RMS supports two different types of search:
-
Ad hoc Search Returns all matching records from the index for a single query. The query can include one or more fields.
-
Batch Search Performs multiple queries based on an uploaded file, using each record in the file as the search terms against the index.
Prerequisite: Before searching, you must have created an index by importing data to search against.
The search panel is on the left side of the window. By default, the fields in your index are displayed. Use the Search Configuration to remove fields from the search panel.
Ad hoc search returns a list of records from your index which are potential matches, as determined by the calculated match score. Scores higher than the display threshold are shown.
-
Enter one or more values into the search fields.
-
You can put in a partial name, or an initial.
-
You can enter partial dates in date fields. 1955-12-30, 1955--03, 12/30, -12, 1955 are all supported date formats.
-
Run Search
Search returns all records with a match score greater than the display threshold. They are listed by match score, with the highest scores at the top.
-
Match values greater than the match threshold are highlighted in green.
-
Use the down arrow to exand a record to see more detail.
-
Under Action, select
to go to the Compare window. The name fields are preloaded with the search and selected values. Compare shows how the scores were calculated. You can modify match parameters and see the resulting change in match scores.
Each Rosette Match Studio query is processed in two passes to provide the best combination of speed and accuracy.
-
The first pass is designed to quickly generate a set of candidates for the second pass to consider.
-
The second pass compares every value returned by the first pass against the value in the query and computes a similarity score. Multiple scorers are applied in the second pass, to generate the best possible score.
The first pass gives the system the speed necessary for high-transaction environments, eliminating values in the index from consideration. The slower, second pass, re-compares each selected value directly in their original script, using enhanced scoring algorithms.

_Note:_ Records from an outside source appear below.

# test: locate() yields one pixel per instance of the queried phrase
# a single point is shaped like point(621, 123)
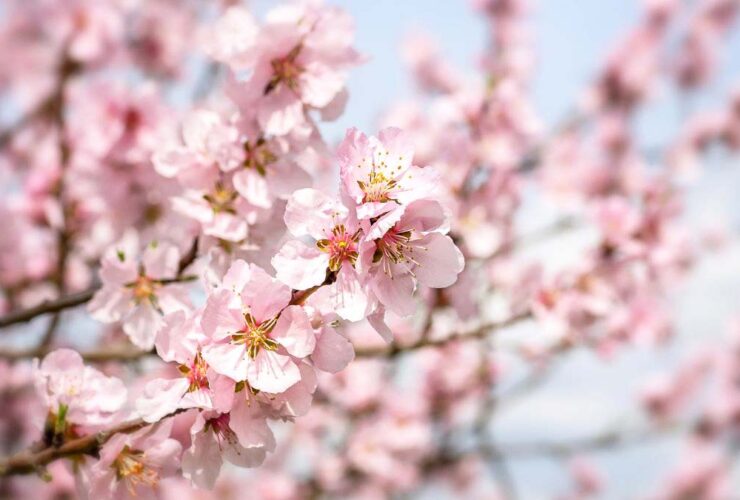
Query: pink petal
point(333, 352)
point(293, 331)
point(300, 266)
point(349, 295)
point(265, 295)
point(253, 187)
point(395, 292)
point(161, 261)
point(310, 212)
point(250, 426)
point(280, 111)
point(272, 372)
point(228, 359)
point(201, 463)
point(160, 398)
point(221, 318)
point(440, 261)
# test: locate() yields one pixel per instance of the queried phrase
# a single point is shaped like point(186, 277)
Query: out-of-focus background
point(584, 395)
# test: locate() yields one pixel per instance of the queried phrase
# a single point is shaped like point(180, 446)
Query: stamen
point(131, 467)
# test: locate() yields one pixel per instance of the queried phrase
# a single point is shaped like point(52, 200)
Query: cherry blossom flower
point(212, 442)
point(335, 250)
point(76, 393)
point(138, 289)
point(181, 341)
point(298, 60)
point(134, 464)
point(402, 249)
point(257, 335)
point(378, 175)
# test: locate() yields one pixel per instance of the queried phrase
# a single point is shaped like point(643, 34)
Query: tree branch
point(31, 460)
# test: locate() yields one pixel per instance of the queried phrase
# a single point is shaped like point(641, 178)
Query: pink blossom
point(138, 290)
point(82, 394)
point(403, 248)
point(335, 249)
point(212, 442)
point(257, 335)
point(134, 464)
point(378, 175)
point(299, 60)
point(181, 341)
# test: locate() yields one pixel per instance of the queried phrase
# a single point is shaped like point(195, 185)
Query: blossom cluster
point(334, 317)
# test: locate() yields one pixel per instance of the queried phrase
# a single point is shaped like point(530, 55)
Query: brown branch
point(79, 298)
point(31, 460)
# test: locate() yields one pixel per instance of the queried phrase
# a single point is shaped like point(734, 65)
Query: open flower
point(411, 251)
point(77, 393)
point(336, 237)
point(213, 440)
point(256, 333)
point(139, 290)
point(181, 341)
point(378, 175)
point(135, 463)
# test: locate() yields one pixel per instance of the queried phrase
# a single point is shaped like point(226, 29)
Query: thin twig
point(27, 461)
point(79, 298)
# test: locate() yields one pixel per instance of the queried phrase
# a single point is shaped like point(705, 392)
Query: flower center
point(132, 468)
point(256, 336)
point(220, 427)
point(196, 373)
point(341, 246)
point(285, 70)
point(221, 198)
point(144, 289)
point(258, 156)
point(377, 188)
point(394, 248)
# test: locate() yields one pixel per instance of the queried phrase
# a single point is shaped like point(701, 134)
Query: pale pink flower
point(82, 393)
point(257, 335)
point(403, 248)
point(181, 341)
point(298, 61)
point(138, 289)
point(208, 140)
point(378, 175)
point(216, 205)
point(134, 464)
point(334, 250)
point(213, 441)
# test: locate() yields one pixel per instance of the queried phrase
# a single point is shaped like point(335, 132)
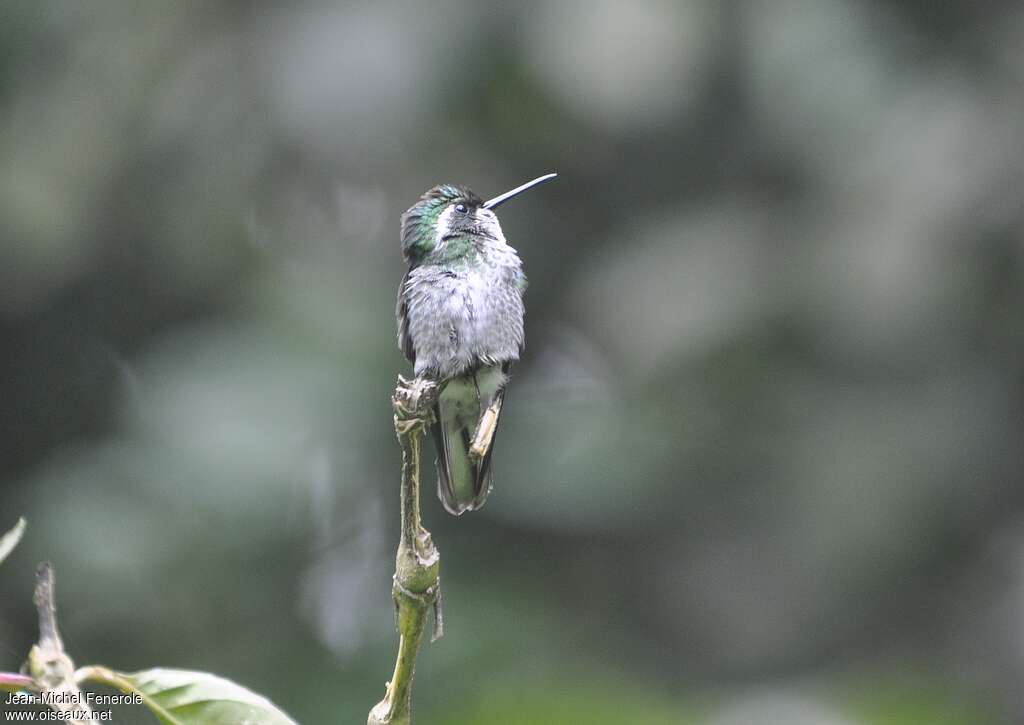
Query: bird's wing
point(401, 313)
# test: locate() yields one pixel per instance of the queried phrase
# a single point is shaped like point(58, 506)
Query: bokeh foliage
point(762, 458)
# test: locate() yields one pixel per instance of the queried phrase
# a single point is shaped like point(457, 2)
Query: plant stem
point(416, 588)
point(50, 668)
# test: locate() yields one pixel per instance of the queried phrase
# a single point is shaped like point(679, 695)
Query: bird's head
point(450, 211)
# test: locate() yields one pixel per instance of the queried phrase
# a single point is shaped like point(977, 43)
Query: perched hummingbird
point(460, 322)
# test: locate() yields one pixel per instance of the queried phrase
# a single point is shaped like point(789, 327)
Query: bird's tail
point(465, 426)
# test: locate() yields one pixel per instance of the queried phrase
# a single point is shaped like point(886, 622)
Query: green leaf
point(9, 540)
point(184, 697)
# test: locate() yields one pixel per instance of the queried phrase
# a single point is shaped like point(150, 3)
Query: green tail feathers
point(464, 477)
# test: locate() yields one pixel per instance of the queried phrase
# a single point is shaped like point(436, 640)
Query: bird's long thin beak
point(501, 199)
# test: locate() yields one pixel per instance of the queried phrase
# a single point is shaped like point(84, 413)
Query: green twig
point(416, 586)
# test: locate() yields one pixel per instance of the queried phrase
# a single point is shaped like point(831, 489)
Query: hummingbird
point(460, 314)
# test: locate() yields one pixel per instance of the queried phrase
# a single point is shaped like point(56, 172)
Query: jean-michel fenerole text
point(91, 699)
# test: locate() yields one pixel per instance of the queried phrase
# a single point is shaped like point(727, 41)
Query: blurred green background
point(761, 462)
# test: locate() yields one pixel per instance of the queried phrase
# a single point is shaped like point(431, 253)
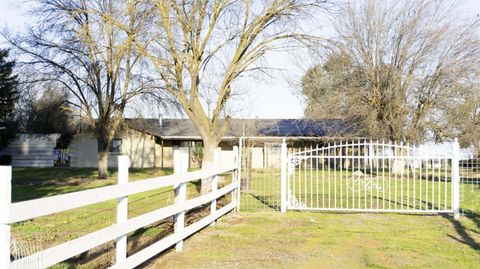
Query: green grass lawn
point(329, 240)
point(298, 239)
point(47, 231)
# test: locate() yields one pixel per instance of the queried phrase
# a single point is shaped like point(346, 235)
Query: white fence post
point(180, 166)
point(239, 171)
point(122, 208)
point(235, 194)
point(216, 162)
point(5, 202)
point(456, 180)
point(283, 177)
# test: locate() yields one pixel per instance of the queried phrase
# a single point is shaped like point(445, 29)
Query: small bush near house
point(5, 159)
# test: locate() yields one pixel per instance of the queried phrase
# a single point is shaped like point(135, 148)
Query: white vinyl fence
point(11, 213)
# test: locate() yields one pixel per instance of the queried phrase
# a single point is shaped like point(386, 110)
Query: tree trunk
point(103, 144)
point(209, 147)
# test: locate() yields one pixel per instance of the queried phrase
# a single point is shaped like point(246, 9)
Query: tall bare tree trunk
point(103, 144)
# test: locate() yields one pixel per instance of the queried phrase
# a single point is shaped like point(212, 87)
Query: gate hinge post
point(456, 179)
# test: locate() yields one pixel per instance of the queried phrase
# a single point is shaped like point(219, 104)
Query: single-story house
point(149, 142)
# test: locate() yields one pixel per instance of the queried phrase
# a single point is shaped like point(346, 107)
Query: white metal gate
point(370, 176)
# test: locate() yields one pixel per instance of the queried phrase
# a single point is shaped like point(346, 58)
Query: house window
point(116, 146)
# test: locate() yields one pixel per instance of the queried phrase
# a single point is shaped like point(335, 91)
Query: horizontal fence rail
point(21, 211)
point(368, 176)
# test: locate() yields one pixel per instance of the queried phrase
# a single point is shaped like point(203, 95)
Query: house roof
point(184, 128)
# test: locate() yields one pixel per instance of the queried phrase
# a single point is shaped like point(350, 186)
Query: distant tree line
point(399, 70)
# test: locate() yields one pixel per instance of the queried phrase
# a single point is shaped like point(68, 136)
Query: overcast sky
point(267, 97)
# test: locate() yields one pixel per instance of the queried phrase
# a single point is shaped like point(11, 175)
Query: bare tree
point(399, 63)
point(224, 38)
point(88, 48)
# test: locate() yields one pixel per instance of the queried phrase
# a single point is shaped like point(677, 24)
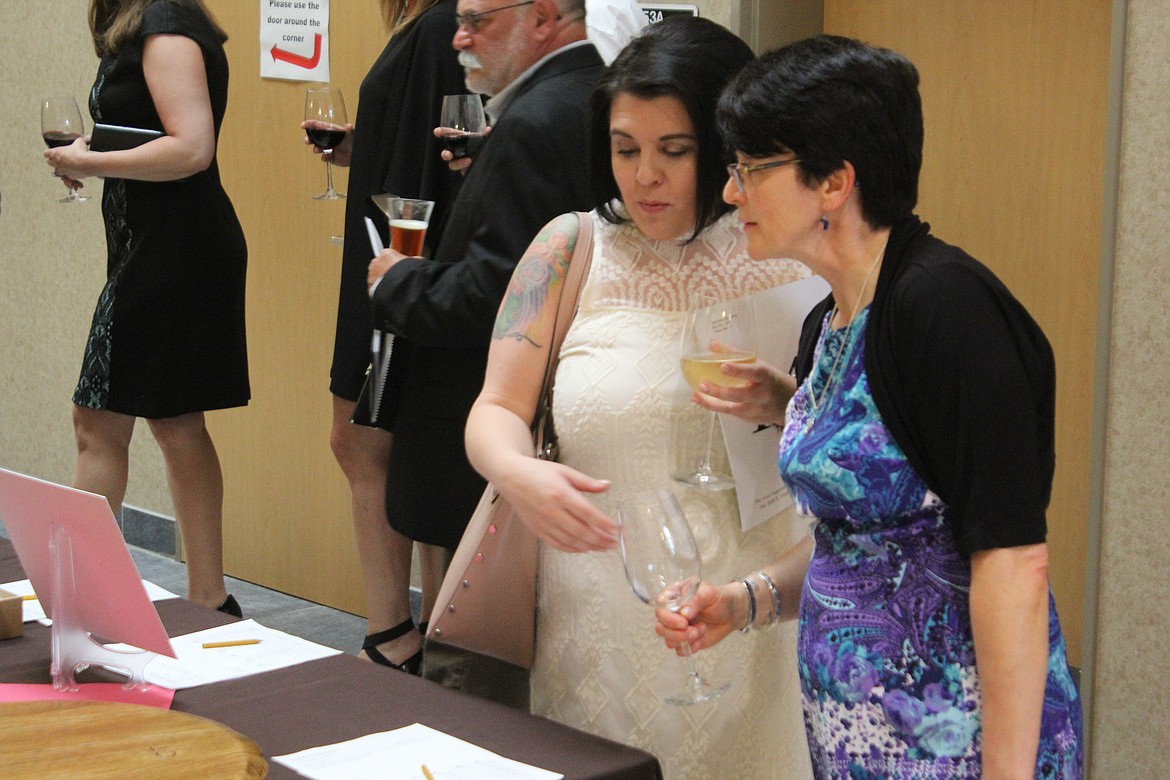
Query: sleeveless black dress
point(167, 336)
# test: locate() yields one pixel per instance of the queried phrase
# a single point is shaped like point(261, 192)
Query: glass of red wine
point(324, 115)
point(61, 124)
point(461, 121)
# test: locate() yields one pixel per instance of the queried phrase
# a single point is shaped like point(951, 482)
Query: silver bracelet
point(775, 615)
point(751, 604)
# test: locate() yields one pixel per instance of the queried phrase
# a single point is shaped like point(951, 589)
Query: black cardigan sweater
point(965, 381)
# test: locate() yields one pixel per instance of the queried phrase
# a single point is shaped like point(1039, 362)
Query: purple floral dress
point(886, 651)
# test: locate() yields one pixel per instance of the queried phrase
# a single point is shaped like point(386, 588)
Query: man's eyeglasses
point(740, 171)
point(473, 19)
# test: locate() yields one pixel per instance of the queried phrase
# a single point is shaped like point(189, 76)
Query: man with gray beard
point(534, 60)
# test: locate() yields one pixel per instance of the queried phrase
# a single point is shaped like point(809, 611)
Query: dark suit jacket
point(530, 170)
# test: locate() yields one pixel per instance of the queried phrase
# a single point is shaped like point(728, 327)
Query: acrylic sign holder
point(74, 649)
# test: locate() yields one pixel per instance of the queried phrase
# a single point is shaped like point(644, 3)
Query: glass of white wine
point(663, 568)
point(715, 332)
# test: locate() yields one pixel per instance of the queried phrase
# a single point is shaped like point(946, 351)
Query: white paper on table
point(780, 312)
point(199, 665)
point(33, 611)
point(399, 754)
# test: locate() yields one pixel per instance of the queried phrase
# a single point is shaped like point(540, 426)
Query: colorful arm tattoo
point(538, 275)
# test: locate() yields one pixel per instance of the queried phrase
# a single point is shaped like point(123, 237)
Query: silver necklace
point(816, 399)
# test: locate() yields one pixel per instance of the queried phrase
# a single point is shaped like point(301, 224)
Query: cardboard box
point(12, 615)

The scores from the first pass are discarded and the match candidates are re-ranked according to the similarity scores returned by the second pass. The match scores for all search terms are combined to generate a match score. All entries with a match score equal to or greater than the display threshold are displayed in a list. Those values that are equal to or greater than the match threshold will be highlighted with their match score.
Batch search performs multiple searches in a single task, using each record in a file as the query value against the index.
Notice
The index must be loaded before starting the batch search. Batch search works best when the batch dataset has similar mappings as the index.
-
Upload Query Data to select the file with your query data, a dataset of records similar to the index records.
-
Assign fields types to columns.
-
Next
-
The batch search will run automatically. The most recent results are displayed.
-
To run a different dataset, select Upload New Batch to start a new batch search.
-
To see the results from another set, click on the box in the Query Data list on the left.
Tip
By following a few simple guidelines, you can get the best performance for Batch Search.
-
Elasticsearch (ES) restricts parallel searches to a maximum of 1000, so you should limit data sets to 1000 records at a time. Lower numbers will get faster results. You can process a larger data set, but it will take a much longer time to process.
-
To easily review and analyze the results, export the results.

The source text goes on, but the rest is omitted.